Omer Arbel’s Olympic project

Despite continuous commercial and critical success, the commission that brought Omer Arbel to global attention was the medals for the 2010 Vancouver Winter Olympics.

The original design featured two disks held together by invisible magnets, which concealed a smaller pendant in the cavity so that the athletes could carry their public but also very private victory with them every day.

Each medal was completely unique as the shape was formed using a displaced wax technique. Wax was inserted into a rubber pocket controlled by a matrix of pins, using a different combination for each medal, and the shape was then cast in gold, silver and bronze.

Vancouver Olympic medal 2008
The initial concept for the Vancouver Olympic medal

Although The Vancouver Organizing Committee for the 2010 Olympic and Paralympic Winter Games liked the uniqueness of each medal, the expense of the process plus the lack of reference to the Vancouver landscape, meant that it asked OAO to rethink the design.

The inside of the medal
The inside of the medal

The result was collaboration with aboriginal artist Corrine Hunt, who drew graphics that were applied to a 1m2 undulating surface.
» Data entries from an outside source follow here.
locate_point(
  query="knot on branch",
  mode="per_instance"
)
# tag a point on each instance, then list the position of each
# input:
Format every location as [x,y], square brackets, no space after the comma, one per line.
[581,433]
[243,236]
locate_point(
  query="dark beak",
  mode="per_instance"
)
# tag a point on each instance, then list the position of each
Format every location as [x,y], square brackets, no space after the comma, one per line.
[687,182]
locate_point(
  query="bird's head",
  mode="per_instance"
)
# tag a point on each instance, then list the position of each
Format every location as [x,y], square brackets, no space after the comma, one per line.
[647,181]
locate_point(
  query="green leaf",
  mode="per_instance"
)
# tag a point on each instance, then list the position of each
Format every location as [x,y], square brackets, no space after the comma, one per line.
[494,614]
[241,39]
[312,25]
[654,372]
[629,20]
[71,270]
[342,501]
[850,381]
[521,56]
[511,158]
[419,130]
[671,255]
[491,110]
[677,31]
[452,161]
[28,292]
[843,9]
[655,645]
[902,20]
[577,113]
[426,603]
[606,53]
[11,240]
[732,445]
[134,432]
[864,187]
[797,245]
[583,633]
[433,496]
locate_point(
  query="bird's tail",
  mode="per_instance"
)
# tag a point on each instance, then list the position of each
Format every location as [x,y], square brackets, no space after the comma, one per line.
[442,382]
The individual medals were then punched out of sheet, greatly reducing the cost as only one mould was needed.

Although the new design had the additional symbolism that each winning athlete was part of an Olympic whole, it was far removed from Arbel’s original vision. ‘It’s part of life,’ he says genuinely. ‘It’s easy to get grumpy about these things but we’re not conceptual artists, we’re industrial designers. We don’t work in the theoretical world.’